Win32/Sasser.C is a network worm that exploits the Local Security Authority Subsystem Service (LSASS) vulnerability fixed in Microsoft Security Update MS04-011. The worm targets Windows 2000 and Windows XP computers that do not have the MS04-011 security update installed. Infected computers attempt to spread the worm to other unprotected computers by randomly scanning IP addresses and infecting vulnerable computers.

Win32/Korgo.O.worm is a network worm that targets computers running Microsoft Windows XP or Windows 2000 that do not have Microsoft Security Bulletin MS04-011 installed. The worm monitors TCP ports and opens a backdoor to allow unauthorized access to infected computers. A computer infected with this worm may crash and reboot unexpectedly.

Win32/Gaobot.ZR.worm is a network worm that targets certain versions of Microsoft Windows. It spreads by exploiting multiple vulnerabilities that are patched in various Microsoft Security Bulletins. It also spreads to writeable network shares that have weak administrator passwords to retrieve personal and system information. The worm targets certain Web sites for denial of service (DoS) attacks. The worm also has backdoor capabilities, which allow attackers to control a computer through an IRC channel.

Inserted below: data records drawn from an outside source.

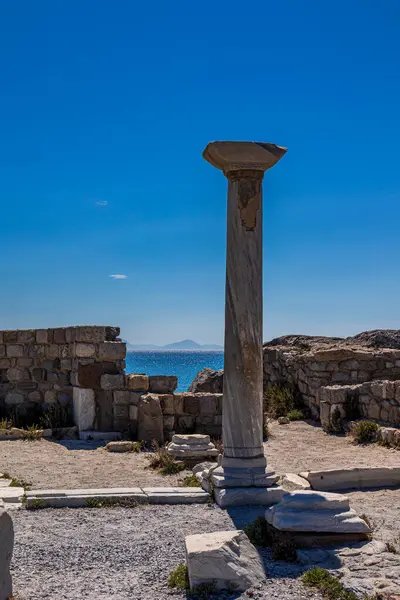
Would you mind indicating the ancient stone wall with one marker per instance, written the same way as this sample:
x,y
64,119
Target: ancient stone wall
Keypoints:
x,y
311,369
39,369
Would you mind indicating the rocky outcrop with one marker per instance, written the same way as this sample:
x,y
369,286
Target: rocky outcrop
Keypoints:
x,y
209,381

Win32/Gaobot.ZS.worm is a network worm that targets certain versions of Microsoft Windows. It spreads by exploiting known vulnerabilities that are patched in several Microsoft Security Bulletins. To retrieve personal and system information, it also spreads to writeable network shares that have weak administrator passwords. The worm targets certain Web sites for denial of service (DoS) attacks. The worm also has backdoor capabilities, which allow attackers to control an infected computer through an IRC channel.

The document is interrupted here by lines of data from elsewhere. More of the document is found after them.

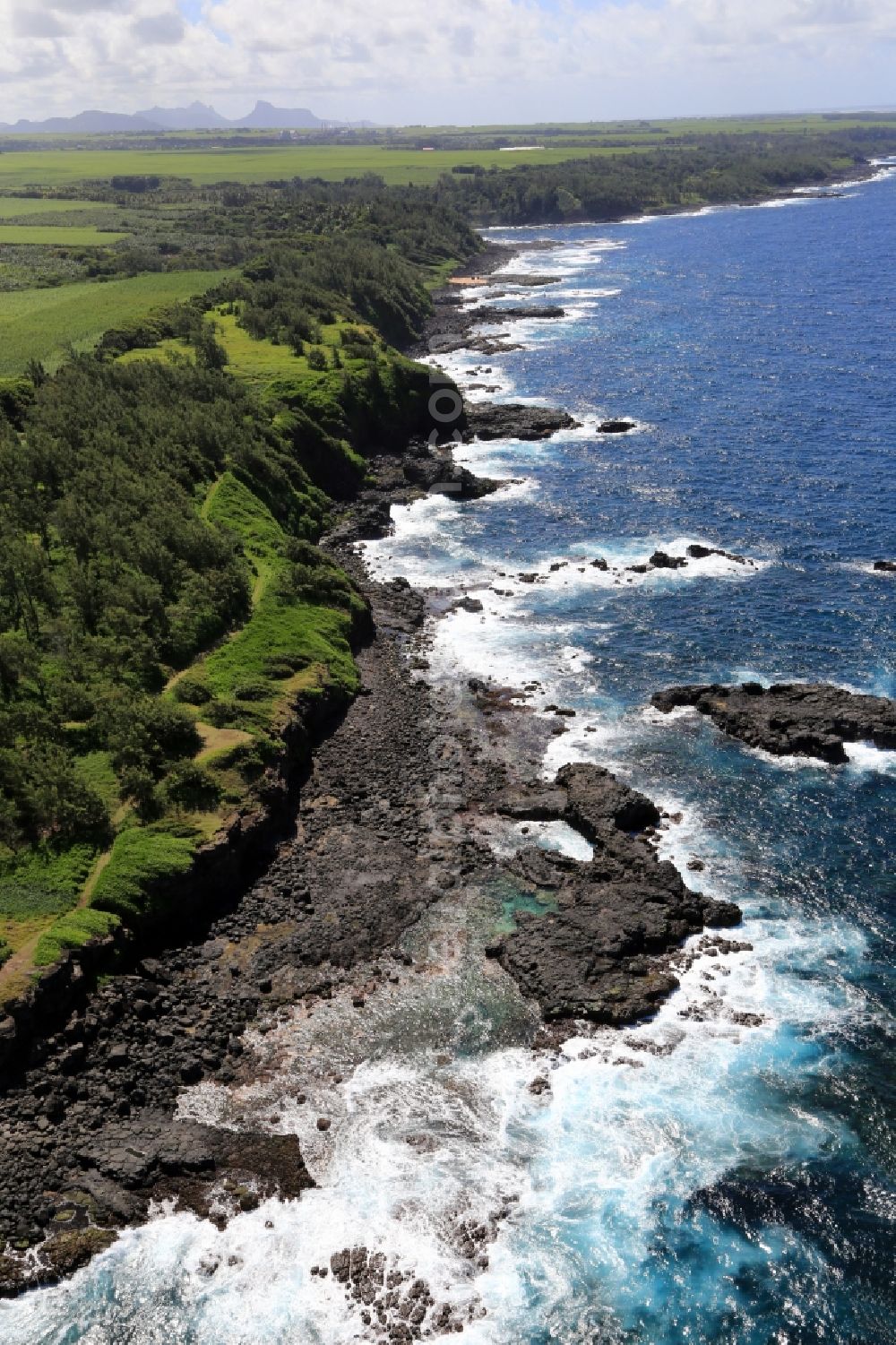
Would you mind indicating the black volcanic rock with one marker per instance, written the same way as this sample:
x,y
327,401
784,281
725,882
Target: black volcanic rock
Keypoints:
x,y
615,427
499,420
603,953
790,719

Storm Worm, or Win32/Nuwar, refers to a family of Trojan droppers that install a distributed peer-to-peer (P2P) downloader Trojan. This downloader Trojan in turn downloads a copy of the email worm component of Storm Worm.

Win32/Gaobot.ZT.worm is a network worm that targets certain versions of Microsoft Windows. It spreads by exploiting vulnerabilities that are patched in several Microsoft Security Bulletins. To retrieve personal and system information, it also spreads to writeable network shares that have weak administrator passwords. The worm targets certain Web sites for denial of service (DoS) attacks. The worm also has backdoor capabilities, which allow attackers to control an infected computer through an IRC channel.

Worm:Win32/Bagz.D@mm is a worm that sends e-mails to gathered e-mail addresses, with an attached copy of itself. Win32/Bagz may also block access to certain Web sites and delete services.

Worm:Win32/RJump is a worm that attempts to spread by copying itself to newly attached media (such as USB memory devices or network drives). It also contains backdoor functionality that allows an attacker unauthorized access to an affected machine.

Win32/Bagle.BF@mm is a mass-mailing worm that targets certain versions of Microsoft Windows. The worm sends itself as an attachment to e-mail addresses that it finds on the infected computer. The worm is activated when a user opens the attachment. The worm monitors a random TCP port for instructions from remote attackers.

Win32/HLLW.Nachi.C is a network worm that targets Microsoft Windows 2000 and Windows XP. It propagates by exploiting several known vulnerabilities. It tries to download and apply security updates if it detects the operating system is a certain language version. It also tries to remove certain worms if they are on the infected system.